La députée du Parti travailliste, Anabelle Savabaddy, a appelé à l’ouverture d’un vaste processus de consultation sur la réforme des pensions lors de son intervention aux débats budgétaires à l’Assemblée nationale, hier lundi 22 juin 2026.

Évoquant les nombreuses interrogations suscitées par les annonces gouvernementales, elle a estimé que le manque de clarté entourant certaines mesures alimente l’inquiétude au sein de la population.

« Depuis vendredi, beaucoup s’interrogent sur les pensions. Le flou, la communication approximative et les informations contradictoires créent de l’inquiétude et fragilisent la cohésion sociale. Nos aînés, qui ont construit le pays, méritent sécurité, dignité et tranquillité », a-t-elle déclaré.

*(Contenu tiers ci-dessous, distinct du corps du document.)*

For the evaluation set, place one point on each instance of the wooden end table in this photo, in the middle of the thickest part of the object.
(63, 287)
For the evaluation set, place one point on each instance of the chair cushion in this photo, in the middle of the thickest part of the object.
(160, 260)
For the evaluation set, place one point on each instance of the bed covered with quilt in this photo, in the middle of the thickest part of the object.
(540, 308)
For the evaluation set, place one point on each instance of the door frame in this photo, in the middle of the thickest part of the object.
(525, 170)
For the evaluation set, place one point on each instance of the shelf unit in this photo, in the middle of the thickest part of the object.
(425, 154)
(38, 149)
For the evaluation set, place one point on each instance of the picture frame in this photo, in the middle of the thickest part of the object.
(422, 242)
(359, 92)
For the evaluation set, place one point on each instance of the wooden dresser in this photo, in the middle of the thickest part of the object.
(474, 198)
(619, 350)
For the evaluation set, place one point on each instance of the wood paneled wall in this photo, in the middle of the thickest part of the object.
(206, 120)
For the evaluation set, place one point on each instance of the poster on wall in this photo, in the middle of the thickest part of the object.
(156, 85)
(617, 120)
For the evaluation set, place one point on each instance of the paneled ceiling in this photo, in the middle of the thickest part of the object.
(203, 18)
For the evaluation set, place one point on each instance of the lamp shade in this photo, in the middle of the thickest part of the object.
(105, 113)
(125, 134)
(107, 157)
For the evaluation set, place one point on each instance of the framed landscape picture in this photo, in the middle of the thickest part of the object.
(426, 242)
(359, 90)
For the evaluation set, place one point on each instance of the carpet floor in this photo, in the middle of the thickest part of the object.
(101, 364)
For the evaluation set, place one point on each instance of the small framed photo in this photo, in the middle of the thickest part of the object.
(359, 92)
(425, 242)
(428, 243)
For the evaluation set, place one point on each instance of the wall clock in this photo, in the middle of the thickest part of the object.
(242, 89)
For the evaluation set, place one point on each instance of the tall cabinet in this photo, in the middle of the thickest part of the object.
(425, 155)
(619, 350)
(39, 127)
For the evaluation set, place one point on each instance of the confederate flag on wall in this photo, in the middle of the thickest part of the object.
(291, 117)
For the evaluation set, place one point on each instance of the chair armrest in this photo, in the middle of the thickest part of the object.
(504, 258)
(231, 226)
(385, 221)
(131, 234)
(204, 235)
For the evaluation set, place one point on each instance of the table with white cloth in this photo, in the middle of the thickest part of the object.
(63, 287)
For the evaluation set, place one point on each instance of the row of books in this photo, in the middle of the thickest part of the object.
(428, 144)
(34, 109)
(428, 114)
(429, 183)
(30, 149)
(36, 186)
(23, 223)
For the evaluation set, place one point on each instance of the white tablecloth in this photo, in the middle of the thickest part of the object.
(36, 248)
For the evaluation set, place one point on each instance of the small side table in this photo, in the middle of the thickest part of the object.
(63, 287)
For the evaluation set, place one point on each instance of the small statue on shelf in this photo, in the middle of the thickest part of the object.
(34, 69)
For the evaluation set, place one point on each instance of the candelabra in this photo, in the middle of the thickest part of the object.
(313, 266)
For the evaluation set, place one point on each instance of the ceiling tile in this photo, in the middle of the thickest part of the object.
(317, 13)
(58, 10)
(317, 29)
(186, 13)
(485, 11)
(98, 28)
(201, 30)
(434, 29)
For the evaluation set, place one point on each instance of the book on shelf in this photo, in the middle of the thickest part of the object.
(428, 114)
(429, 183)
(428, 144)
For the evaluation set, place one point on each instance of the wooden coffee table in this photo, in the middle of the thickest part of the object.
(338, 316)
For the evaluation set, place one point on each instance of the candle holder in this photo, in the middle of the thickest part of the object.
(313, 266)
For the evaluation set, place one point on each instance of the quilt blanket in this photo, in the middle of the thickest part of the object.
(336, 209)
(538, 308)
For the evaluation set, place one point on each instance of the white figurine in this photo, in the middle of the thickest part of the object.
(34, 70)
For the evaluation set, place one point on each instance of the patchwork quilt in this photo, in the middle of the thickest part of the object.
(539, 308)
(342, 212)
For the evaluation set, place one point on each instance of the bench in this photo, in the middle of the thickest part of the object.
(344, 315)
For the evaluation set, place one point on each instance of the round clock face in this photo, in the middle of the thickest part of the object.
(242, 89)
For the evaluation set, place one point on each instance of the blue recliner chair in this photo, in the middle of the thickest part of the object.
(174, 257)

La députée a également souligné l’importance d’un débat inclusif autour de cette question, estimant que les décisions ne peuvent reposer uniquement sur des considérations techniques.

« Les experts éclairent, mais ne doivent pas remplacer la délibération démocratique ni étouffer la voix des retraités, des élus locaux, des syndicats, des associations et des professionnels », a-t-elle affirmé.

Dans cette optique, Anabelle Savabaddy a demandé au Premier ministre d’engager un processus de consultation transparent impliquant le Parlement, les représentants des retraités ainsi que les différents acteurs concernés.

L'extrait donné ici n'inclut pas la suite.